The relocation of UKAEA’s design section drawing office to new accommodation at Dounreay has paid dividends, according to section manager Alan Simpson. Previously located in a controlled area of the site, it is now located in the new office block known as D2003. "It's an ideal environment for our draughtspersons and, given the closeness of the design engineers, we handle a wide variety of tasks which permits a huge opportunity for development." The Section uses the most up-to-date equipment, providing support to a wide diversity of customer needs, including diagrams for procedures and 3D modelling in support of sanction cases, whilst retaining traditional manual draughting. Given the sensitivity of many projects security is also an important factor, according to Jared Fraser, the drawing office supervisor. "The team's work on security drawings also required permanent walls and security locks on all entrances. A recent audit by the Office of Civil Security commented positively on the system employed by the team."

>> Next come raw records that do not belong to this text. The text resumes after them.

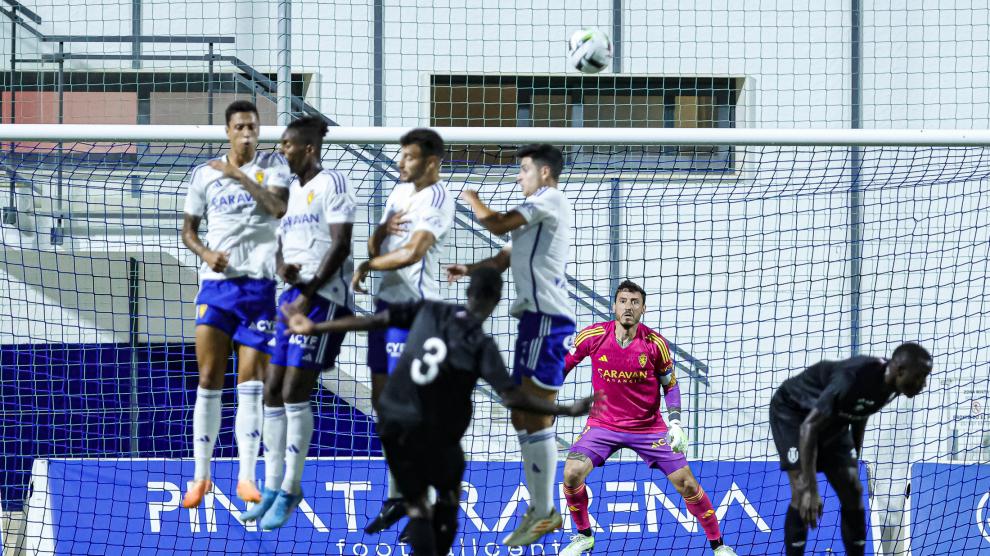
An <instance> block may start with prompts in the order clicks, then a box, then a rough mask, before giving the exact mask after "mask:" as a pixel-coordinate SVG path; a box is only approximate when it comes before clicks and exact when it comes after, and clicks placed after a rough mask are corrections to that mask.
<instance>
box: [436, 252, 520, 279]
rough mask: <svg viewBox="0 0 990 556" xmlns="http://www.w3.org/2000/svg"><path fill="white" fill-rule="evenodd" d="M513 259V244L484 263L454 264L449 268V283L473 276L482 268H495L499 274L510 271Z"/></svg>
mask: <svg viewBox="0 0 990 556" xmlns="http://www.w3.org/2000/svg"><path fill="white" fill-rule="evenodd" d="M511 259H512V244H511V243H507V244H506V245H505V246H504V247H502V249H501V250H500V251H499V252H498V253H496V254H495V256H493V257H488V258H487V259H484V260H482V261H478V262H476V263H471V264H452V265H448V266H447V282H448V283H450V284H452V283H454V282H456V281H458V280H460V279H461V278H463V277H465V276H467V275H469V274H471V273H472V272H474V271H475V270H477V269H479V268H482V267H489V268H494V269H495V270H497V271H499V272H505V271H506V270H508V269H509V262H510V261H511Z"/></svg>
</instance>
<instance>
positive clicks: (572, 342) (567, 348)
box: [564, 334, 577, 355]
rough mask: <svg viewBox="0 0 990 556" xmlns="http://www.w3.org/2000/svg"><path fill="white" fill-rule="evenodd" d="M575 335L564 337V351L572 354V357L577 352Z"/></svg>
mask: <svg viewBox="0 0 990 556" xmlns="http://www.w3.org/2000/svg"><path fill="white" fill-rule="evenodd" d="M574 339H575V335H574V334H568V335H567V336H565V337H564V349H566V350H567V351H568V352H570V354H571V355H574V353H575V352H576V351H577V344H575V343H574Z"/></svg>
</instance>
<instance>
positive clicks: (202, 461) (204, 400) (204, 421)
mask: <svg viewBox="0 0 990 556" xmlns="http://www.w3.org/2000/svg"><path fill="white" fill-rule="evenodd" d="M221 394H222V391H221V390H207V389H206V388H202V387H200V388H197V389H196V405H195V406H194V407H193V459H194V460H195V461H196V471H195V472H194V473H193V480H194V481H201V480H204V479H209V478H210V460H211V459H213V446H214V445H215V444H216V443H217V434H219V433H220V395H221Z"/></svg>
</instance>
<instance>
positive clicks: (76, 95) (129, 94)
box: [0, 71, 312, 164]
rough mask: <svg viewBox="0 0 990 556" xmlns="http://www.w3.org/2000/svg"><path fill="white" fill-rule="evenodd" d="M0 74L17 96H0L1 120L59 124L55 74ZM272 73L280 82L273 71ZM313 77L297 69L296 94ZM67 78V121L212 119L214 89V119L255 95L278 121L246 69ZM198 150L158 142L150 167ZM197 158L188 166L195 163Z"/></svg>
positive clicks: (117, 146) (75, 155)
mask: <svg viewBox="0 0 990 556" xmlns="http://www.w3.org/2000/svg"><path fill="white" fill-rule="evenodd" d="M0 77H2V79H4V83H14V84H15V85H14V92H13V93H11V91H10V90H9V88H8V90H6V91H3V92H2V93H0V106H2V108H0V121H2V123H19V124H20V123H25V124H27V123H58V115H59V98H58V85H57V83H58V80H57V79H58V74H57V73H55V72H52V71H25V72H17V74H16V76H15V77H16V78H15V77H12V76H11V74H10V73H9V72H2V73H0ZM267 77H268V78H269V79H272V80H274V79H275V75H267ZM311 77H312V76H311V74H293V75H292V91H293V94H295V95H297V96H302V95H303V92H304V91H305V90H306V87H307V85H308V82H309V80H310V78H311ZM62 79H63V91H64V94H63V99H62V115H63V118H62V121H63V123H67V124H207V123H210V121H211V119H210V116H209V112H210V110H209V106H210V96H211V92H210V89H211V87H212V97H213V118H212V122H213V123H214V124H223V123H224V110H225V109H226V107H227V104H229V103H230V102H231V101H233V100H234V99H236V98H247V99H251V100H253V101H254V102H255V103H256V104H257V106H258V112H259V115H260V117H261V123H262V125H275V123H276V106H275V102H274V101H273V100H270V99H268V98H266V97H265V96H264V95H262V94H258V93H257V92H255V91H252V90H251V87H250V85H249V83H250V80H249V79H248V78H247V77H246V76H243V75H241V74H236V73H214V74H213V75H212V78H211V76H209V75H208V74H206V73H202V72H198V73H194V72H184V73H178V72H170V73H164V72H93V71H88V72H86V71H71V72H65V73H64V74H63V77H62ZM211 81H212V85H211ZM12 99H13V103H11V100H12ZM12 105H13V107H14V118H13V120H12V118H11V107H12ZM52 147H54V144H44V145H42V144H38V143H30V144H29V143H18V144H16V145H15V146H14V152H24V153H33V152H54V150H53V148H52ZM187 151H188V152H187ZM142 152H143V150H142V148H141V147H140V146H139V145H136V144H117V145H109V144H106V145H92V144H84V145H76V144H63V146H62V151H61V153H62V156H69V157H72V156H78V157H80V158H87V159H90V160H92V161H94V162H96V163H100V162H104V161H113V160H117V159H125V160H131V161H133V162H135V163H141V162H142V160H141V156H140V155H141V153H142ZM189 153H193V154H189ZM201 153H202V149H201V148H199V147H196V148H191V147H189V146H178V145H174V146H168V147H161V148H157V149H155V150H154V155H153V156H149V164H161V163H162V162H163V159H162V156H173V157H192V158H195V157H196V156H201ZM192 158H190V160H189V161H183V163H190V164H191V163H193V162H194V160H192ZM171 162H173V163H178V160H171Z"/></svg>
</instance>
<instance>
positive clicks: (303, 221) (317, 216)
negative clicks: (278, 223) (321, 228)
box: [282, 214, 320, 230]
mask: <svg viewBox="0 0 990 556" xmlns="http://www.w3.org/2000/svg"><path fill="white" fill-rule="evenodd" d="M319 223H320V215H319V214H287V215H285V216H283V217H282V229H283V230H287V229H289V228H291V227H293V226H299V225H301V224H319Z"/></svg>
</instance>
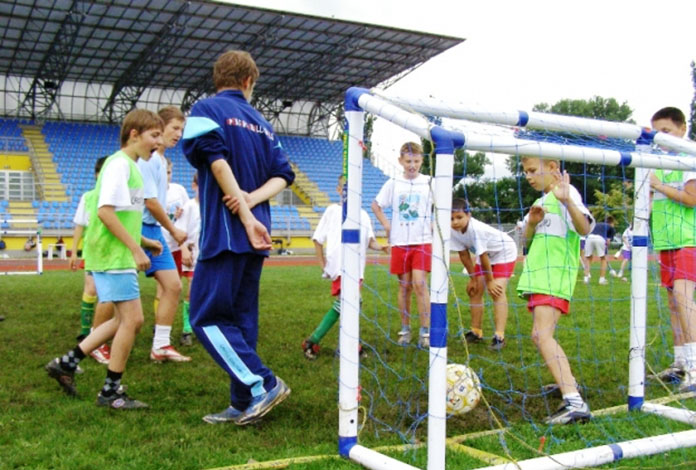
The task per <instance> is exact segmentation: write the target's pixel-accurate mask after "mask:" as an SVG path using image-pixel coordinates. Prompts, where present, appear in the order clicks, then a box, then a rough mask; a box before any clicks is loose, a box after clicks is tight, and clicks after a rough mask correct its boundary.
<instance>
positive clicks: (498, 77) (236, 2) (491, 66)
mask: <svg viewBox="0 0 696 470" xmlns="http://www.w3.org/2000/svg"><path fill="white" fill-rule="evenodd" d="M229 3H240V4H247V5H251V6H256V7H260V8H271V9H281V10H285V11H295V12H298V13H306V14H312V15H317V16H324V17H330V18H335V19H343V20H350V21H361V22H366V23H374V24H382V25H386V26H392V27H397V28H403V29H421V30H424V31H427V32H434V33H439V34H444V35H450V36H455V37H461V38H464V39H465V42H464V43H462V44H461V45H459V46H457V47H454V48H452V49H450V50H449V51H446V52H444V53H443V54H441V55H439V56H437V57H435V58H433V59H431V60H430V61H428V62H426V63H425V64H424V65H423V66H421V67H420V68H419V69H417V70H416V71H414V72H413V73H411V74H410V75H408V76H407V77H405V78H404V79H402V80H401V81H400V82H398V83H396V84H395V85H394V86H393V87H392V88H391V89H392V90H393V91H394V92H398V93H399V94H406V93H408V94H412V95H414V96H428V95H433V96H435V97H437V98H440V99H443V100H456V101H465V102H470V103H475V104H479V105H485V104H488V105H490V106H493V107H496V108H500V107H510V108H512V109H522V110H531V108H532V106H533V105H534V104H536V103H540V102H547V103H554V102H556V101H558V100H560V99H563V98H582V99H588V98H591V97H593V96H595V95H598V96H602V97H605V98H609V97H613V98H616V99H617V100H618V101H619V102H627V103H628V105H629V106H630V107H631V108H632V109H633V110H634V113H633V119H634V120H635V121H636V122H637V123H638V124H641V125H649V123H650V122H649V121H650V116H651V115H652V114H653V113H654V112H655V111H656V110H657V109H659V108H661V107H664V106H677V107H679V108H681V109H682V110H683V111H684V112H685V114H687V116H688V114H689V112H690V103H691V99H692V97H693V96H694V88H693V84H692V81H691V68H690V66H689V64H690V62H691V61H693V60H696V0H669V1H660V2H657V1H653V2H649V1H642V0H633V1H629V0H584V1H571V0H526V1H519V0H517V1H514V0H509V1H508V0H476V1H472V0H428V1H422V0H418V1H416V0H379V1H374V0H351V1H348V0H282V1H281V0H254V1H248V2H247V1H236V2H229ZM425 5H427V7H428V8H425V7H424V6H425ZM376 132H377V131H376ZM379 132H382V131H379ZM390 134H391V133H390ZM375 137H377V138H379V135H376V136H375ZM386 139H388V140H391V139H393V137H386ZM386 143H387V142H385V144H386ZM390 145H391V143H390ZM394 145H397V144H394Z"/></svg>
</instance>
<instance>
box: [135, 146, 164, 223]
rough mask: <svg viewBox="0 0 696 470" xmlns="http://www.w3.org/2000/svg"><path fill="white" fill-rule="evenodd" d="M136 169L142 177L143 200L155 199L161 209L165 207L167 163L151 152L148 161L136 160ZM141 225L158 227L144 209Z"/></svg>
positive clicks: (149, 215)
mask: <svg viewBox="0 0 696 470" xmlns="http://www.w3.org/2000/svg"><path fill="white" fill-rule="evenodd" d="M138 168H139V169H140V173H142V175H143V186H144V189H145V199H157V202H159V203H160V205H161V206H162V208H165V210H166V207H167V162H166V160H165V159H164V157H163V156H161V155H160V154H159V153H157V152H152V155H151V156H150V159H149V160H147V161H145V160H143V159H142V158H140V159H138ZM143 223H144V224H152V225H159V222H157V219H155V217H154V216H153V215H152V214H151V213H150V211H149V210H148V209H147V207H146V208H145V210H144V211H143Z"/></svg>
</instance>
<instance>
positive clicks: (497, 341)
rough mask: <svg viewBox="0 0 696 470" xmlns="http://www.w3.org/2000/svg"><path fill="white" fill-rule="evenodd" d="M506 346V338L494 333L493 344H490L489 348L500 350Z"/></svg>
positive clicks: (496, 350)
mask: <svg viewBox="0 0 696 470" xmlns="http://www.w3.org/2000/svg"><path fill="white" fill-rule="evenodd" d="M504 347H505V338H503V339H500V338H498V335H493V339H492V340H491V345H490V346H488V349H491V350H493V351H500V350H501V349H503V348H504Z"/></svg>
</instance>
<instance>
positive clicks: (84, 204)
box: [73, 193, 89, 227]
mask: <svg viewBox="0 0 696 470" xmlns="http://www.w3.org/2000/svg"><path fill="white" fill-rule="evenodd" d="M85 194H87V193H83V194H82V196H80V202H79V203H78V204H77V210H76V211H75V217H73V224H75V225H82V226H83V227H86V226H87V224H88V223H89V214H88V213H87V208H86V207H85Z"/></svg>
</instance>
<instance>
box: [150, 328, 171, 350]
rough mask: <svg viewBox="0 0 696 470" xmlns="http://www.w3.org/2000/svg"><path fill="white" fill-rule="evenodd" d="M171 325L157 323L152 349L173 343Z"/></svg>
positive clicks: (161, 347) (159, 348) (152, 340)
mask: <svg viewBox="0 0 696 470" xmlns="http://www.w3.org/2000/svg"><path fill="white" fill-rule="evenodd" d="M171 333H172V327H171V326H165V325H155V337H154V338H152V349H160V348H163V347H165V346H169V345H170V344H171V339H170V335H171Z"/></svg>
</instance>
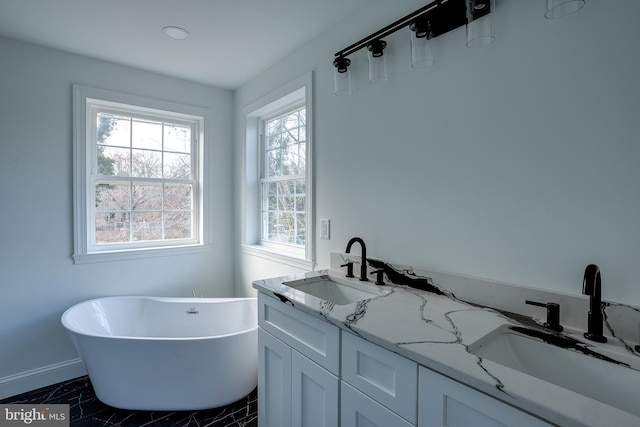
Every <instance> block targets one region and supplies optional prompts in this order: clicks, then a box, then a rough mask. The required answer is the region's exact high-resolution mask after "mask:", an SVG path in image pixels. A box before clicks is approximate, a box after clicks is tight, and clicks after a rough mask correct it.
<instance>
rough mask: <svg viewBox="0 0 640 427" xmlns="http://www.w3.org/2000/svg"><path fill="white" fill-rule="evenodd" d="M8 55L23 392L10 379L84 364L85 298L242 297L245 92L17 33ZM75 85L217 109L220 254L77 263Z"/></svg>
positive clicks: (214, 215) (1, 296)
mask: <svg viewBox="0 0 640 427" xmlns="http://www.w3.org/2000/svg"><path fill="white" fill-rule="evenodd" d="M0 57H1V58H2V59H1V61H2V66H1V67H0V183H1V185H0V203H1V208H0V248H1V250H0V393H2V392H3V391H4V392H6V390H8V387H13V386H14V385H16V384H13V383H11V381H9V382H7V380H9V379H17V380H16V381H17V382H19V381H18V380H21V379H24V378H22V377H27V379H28V377H29V375H30V374H31V373H34V372H35V371H37V370H40V369H43V370H44V371H46V370H47V367H51V366H52V365H56V366H57V364H64V363H65V362H67V361H69V360H72V359H75V358H77V357H78V356H77V354H76V351H75V349H74V348H73V345H72V343H71V341H70V340H69V338H68V337H67V335H66V333H65V331H64V330H63V328H62V326H61V324H60V316H61V314H62V312H63V311H64V310H65V309H66V308H68V307H69V306H71V305H73V304H75V303H77V302H80V301H82V300H85V299H88V298H92V297H98V296H105V295H118V294H142V295H163V296H191V291H192V289H195V290H196V292H198V293H202V294H204V295H205V296H231V295H232V294H233V292H234V290H233V288H234V286H233V268H232V266H233V254H232V253H231V251H229V249H228V248H229V247H230V246H231V244H232V232H231V231H230V224H231V223H232V221H233V217H232V212H231V210H232V209H231V206H232V203H233V196H232V188H231V186H230V185H229V183H230V182H231V180H232V179H233V175H232V165H230V162H229V159H230V158H232V156H233V147H232V125H231V121H232V105H233V95H232V93H231V92H230V91H225V90H218V89H214V88H211V87H207V86H203V85H199V84H194V83H189V82H185V81H182V80H177V79H173V78H169V77H165V76H160V75H156V74H151V73H147V72H143V71H139V70H135V69H132V68H127V67H122V66H117V65H114V64H109V63H105V62H101V61H96V60H92V59H88V58H83V57H79V56H75V55H70V54H66V53H62V52H60V51H56V50H52V49H46V48H42V47H37V46H35V45H30V44H26V43H20V42H16V41H12V40H10V39H7V38H0ZM74 83H77V84H82V85H87V86H94V87H101V88H107V89H112V90H116V91H120V92H126V93H131V94H136V95H142V96H148V97H154V98H160V99H166V100H171V101H176V102H181V103H185V104H191V105H197V106H201V107H206V108H211V109H213V111H214V116H215V120H216V122H215V123H214V126H213V129H215V131H214V132H215V135H214V136H213V138H212V140H213V141H214V144H213V146H211V147H207V148H208V149H212V150H215V153H216V154H215V156H213V158H214V162H213V164H209V165H207V167H209V168H210V176H211V182H210V183H209V184H210V185H212V186H213V188H214V190H213V195H214V200H215V202H214V204H215V206H216V209H215V211H214V212H213V213H212V216H213V221H212V223H213V227H214V230H213V235H214V245H213V248H212V249H211V250H210V251H207V252H203V253H198V254H194V255H188V256H175V257H161V258H156V259H144V260H134V261H120V262H107V263H97V264H83V265H74V264H73V261H72V258H71V254H72V252H73V229H72V221H73V217H72V133H71V129H72V105H71V100H72V93H71V90H72V84H74ZM34 370H35V371H34ZM45 376H46V372H45ZM27 379H25V381H27ZM3 381H4V382H3ZM27 382H28V381H27ZM36 383H37V381H36ZM34 385H37V384H34ZM17 386H18V387H19V384H18V385H17ZM3 388H4V390H3Z"/></svg>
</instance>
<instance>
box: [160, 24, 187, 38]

Thanks to fund-raising events organised by the Dounreay secretarial trainees, extra facilities for the hard of hearing have been installed at Caithness General Hospital, Wick. The trainees raised £1,348 and divided it equally between Caithness General, the Caithness branches of ENABLE and Diabetes UK, and the Dunbar Hospital, Thurso. Caithness General matched the donation and installed an in-built deaf loop system in the reception and bought four portable deaf loops. Two of the trainees, Hayley Polson and Shona Campbell, were guests of the hospital to see what their efforts had achieved. Pauline Craw, Nursing Manager, said the new facilities would be very beneficial, particularly the portable units. “Without the donation it is unlikely we would have been able to provide all the systems at present. For that reason we are very grateful to the Dounreay trainees for their efforts and kindness.”